Child's painting saying I want to be safe

“But then there was this other boy,” says Jessica continuing the story. “And I said to him ‘What do you want to be when you’re older?’ And he went quiet and I thought he didn’t understand the question, because there was a bunch of kids I was interacting with. I looked over at him again and realised he was really thinking about it. So I was like oh cool I’m going to get a good answer here.

“And he looked at me and he said, “Ma’am, we both know I’m not going to live that long. He wouldn’t even allow himself to dream about what he wanted to be.”

A march for children’s rights

Statistics are not enough. Every social problem has a tonne of human stories behind it.

These stories – and the children’s pictures – prompted the Justice Desk and the community of Bonteheuwel to organise a march for the rights of children on 30 June 2018.

“The march was so important to give these kids a platform, for them to say ‘Enough is enough! We want to have a future,’” says Jessica, adding that there are over 60,000 people in Bonteheuwel, “but they don’t have a police station.”

Children marching for their rights in June 2018

Kayla describes the march. “It was a rainy day. We had children marching alongside us. So children were in the middle and adults were just on the outside to make sure these children were safe. And in the distance you could hear gunshots being fired.”

“We had to like direct our march between the gangs so they wouldn’t shoot us while we were marching,” adds Jessica, “But those kids were like, ‘Ach man! It’s popcorn!’ It was incredible!”

Persuading the police

The march ended with the Justice Desk and the community handing over the Bonteheuwel Peace Memorandum to the South Africa Police Service (SAPS) and government counsellors. In the Peace Memorandum they demanded the community get a police station protect the people of the area.

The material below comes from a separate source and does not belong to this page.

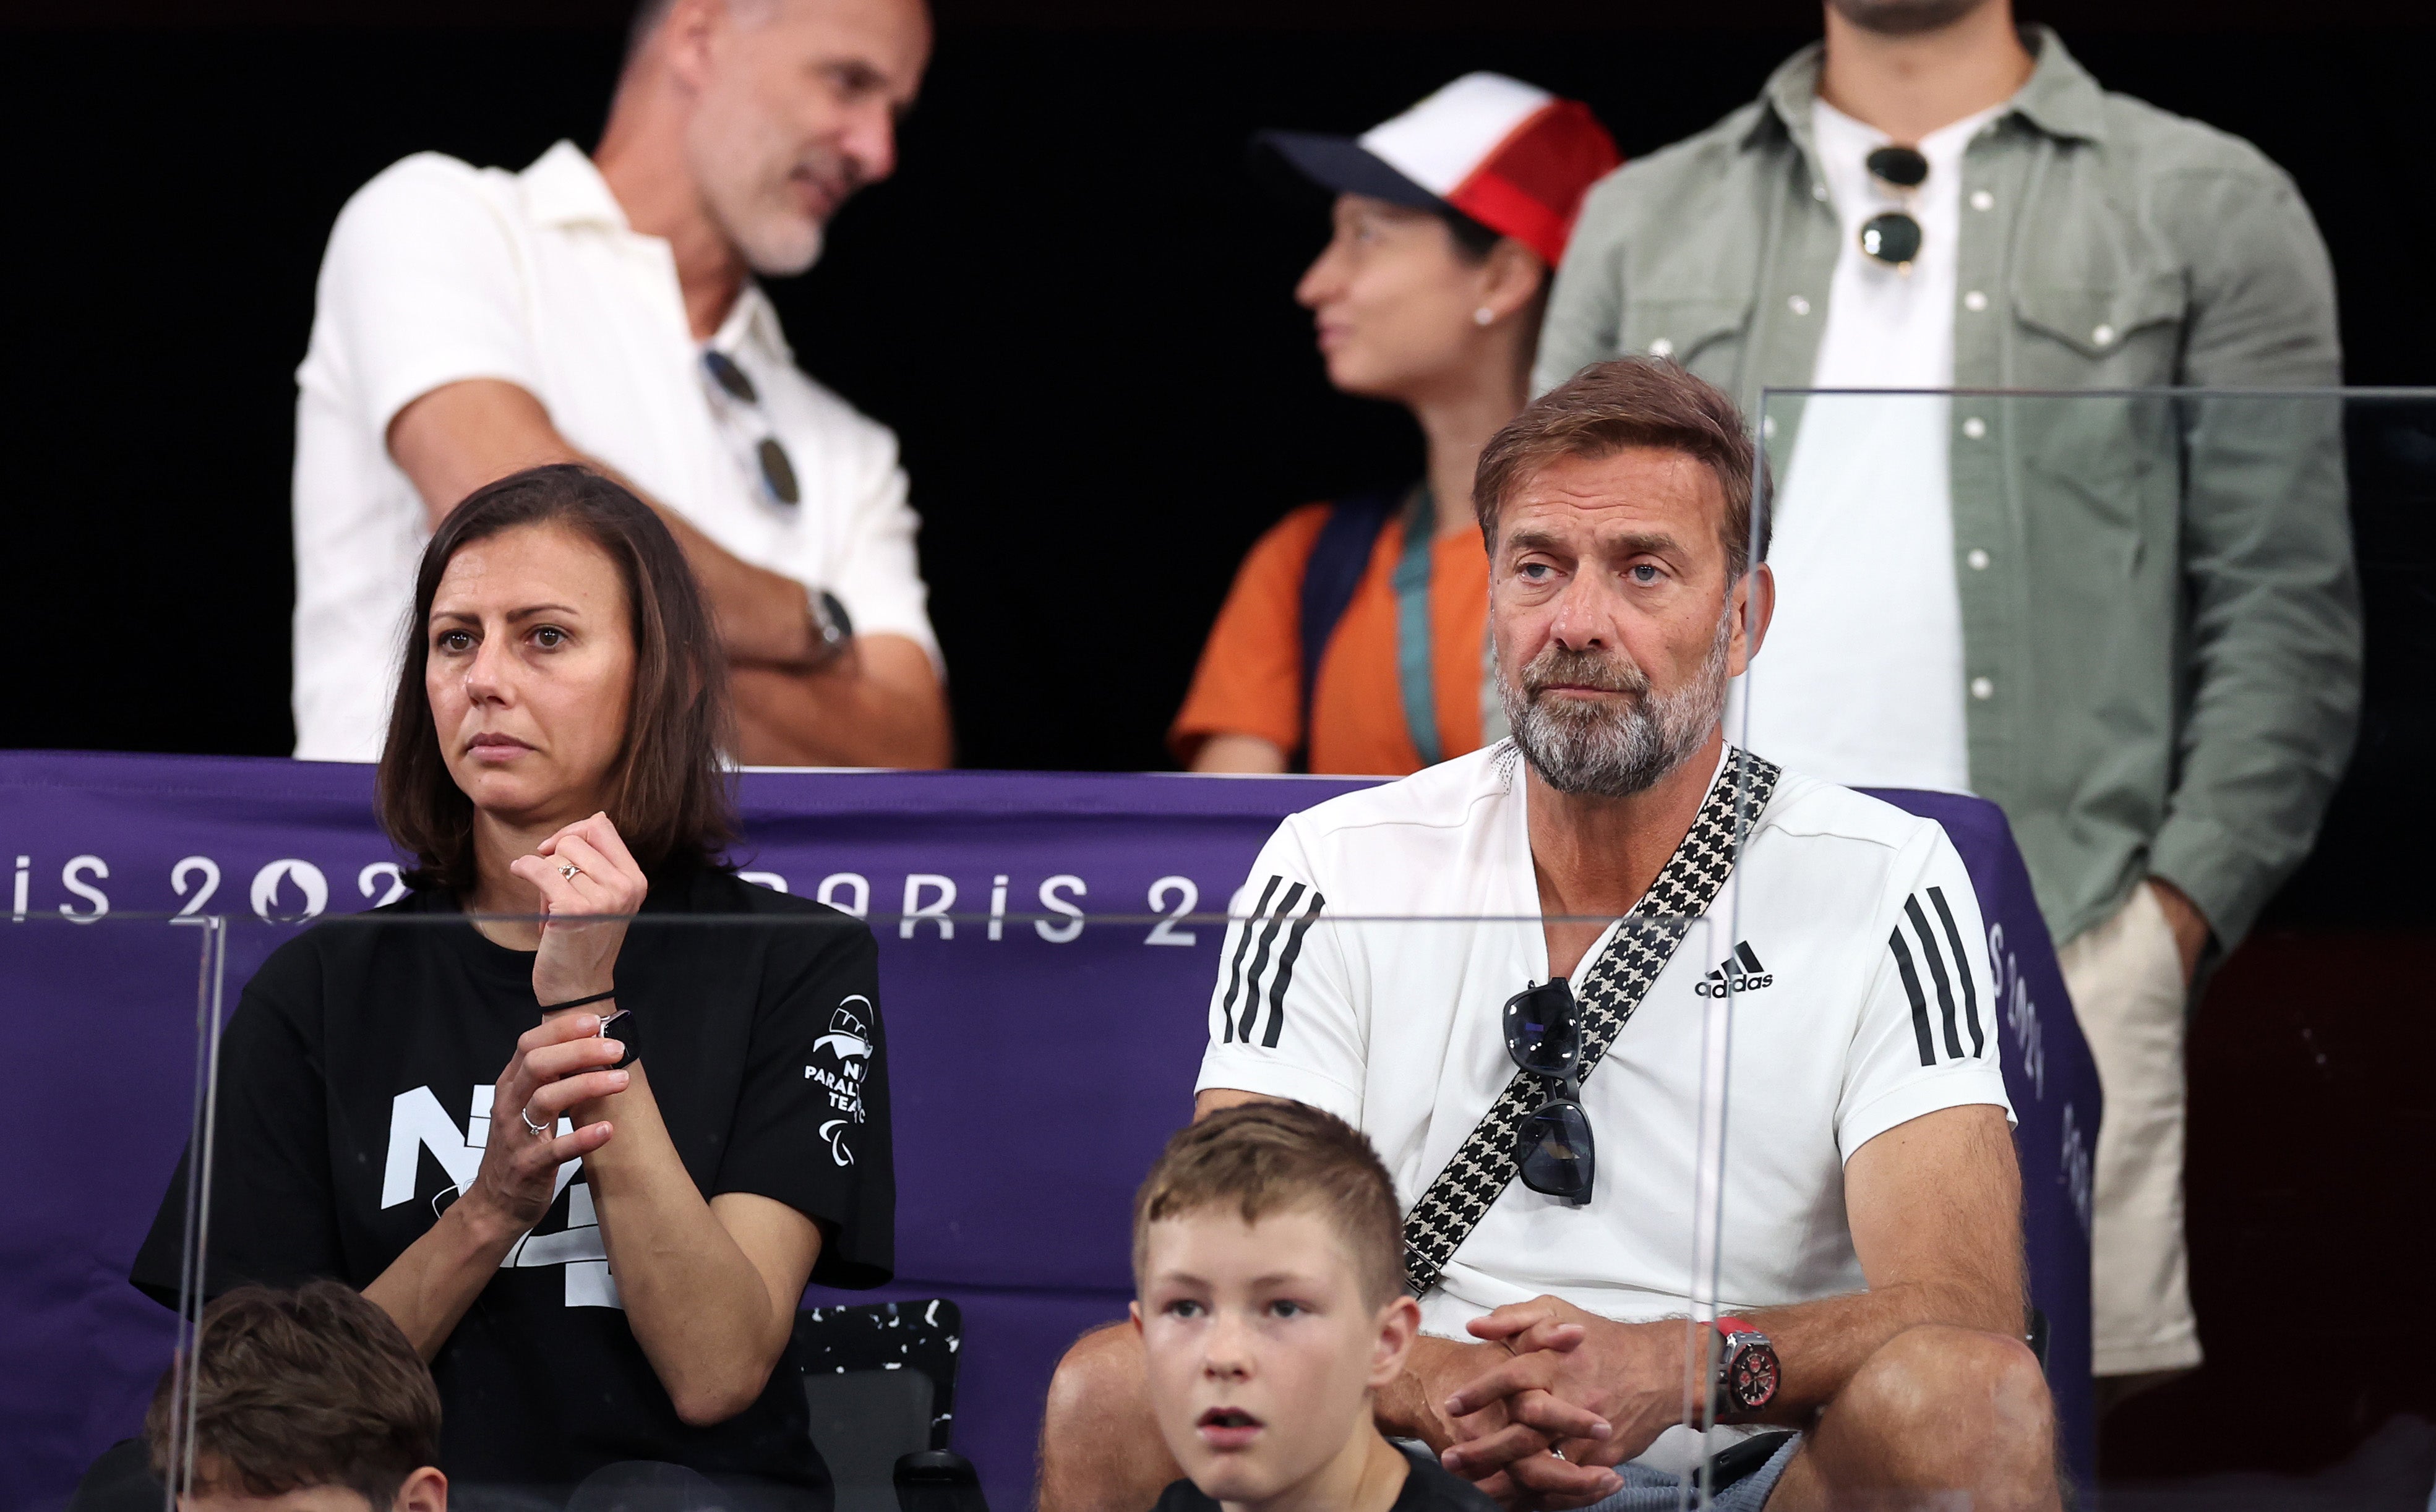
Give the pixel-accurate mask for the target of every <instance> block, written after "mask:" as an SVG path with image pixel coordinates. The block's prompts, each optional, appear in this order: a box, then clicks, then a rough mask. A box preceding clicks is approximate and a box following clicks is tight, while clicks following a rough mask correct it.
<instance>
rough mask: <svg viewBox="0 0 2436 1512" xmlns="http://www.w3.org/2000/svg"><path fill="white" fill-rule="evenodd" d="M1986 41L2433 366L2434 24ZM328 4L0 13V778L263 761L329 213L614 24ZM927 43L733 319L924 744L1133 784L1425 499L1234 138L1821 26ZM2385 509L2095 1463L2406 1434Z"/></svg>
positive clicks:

“Within a week,” says Jessica, “the police had contacted us and asked us for a meeting. They increased the patrols. They set up a silo police station. And the local South African Police Service is supporting our movement to have a fully fledged police station brought.”

Community empowerment

Since July the police have been meeting monthly with Justice Desk and the people of Bonteheuwel. Jessica says, “The people in the community are saying ‘This is incredible!’ There are police officers driving through the streets. That’s something that they’ve never had before.

 Kayla emphasises that the Justice Desk’s approach is successful because they work with the community and give them the skills, the resources and tools, to advocate for what they need.

Jessica agrees. “They were trying to get a police station for years and no one was listening. All we did was we trained the local people. We equipped them. We showed them how to do a memorandum and how to communicate with a system like the police service.”

A good example of this, is the training Justice Desk did with the community on approaching the police and persuasion techniques.

“We kind of prepped them before, said ‘These are the key things that they want to hear, so this is the kind of thing you want to say.’”

Things like:

  • Listen! We’re not angry with you police, we’re not here to challenge you.
  • We’re here to work together.
  • We’re here to make a change.
  • We’re here to support you in being better police.

We got them so ready for that meeting that they went in there and they kicked butt, says Jessica smiling. Those community leaders said all the right things.

And as Kayla points out, “They’re the experts in their community, not us. We know the tools and the resources and how to draft memorandums and how to do that and how to follow up, but they are the experts, they are the ones holding them accountable.”

Very young children marching for their right to safety

“They were trying to get a police station for years and no one was listening. All we did was we trained the local people, we equipped them, we showed them how to do a memorandum, and how to communicate with a system like the police service.”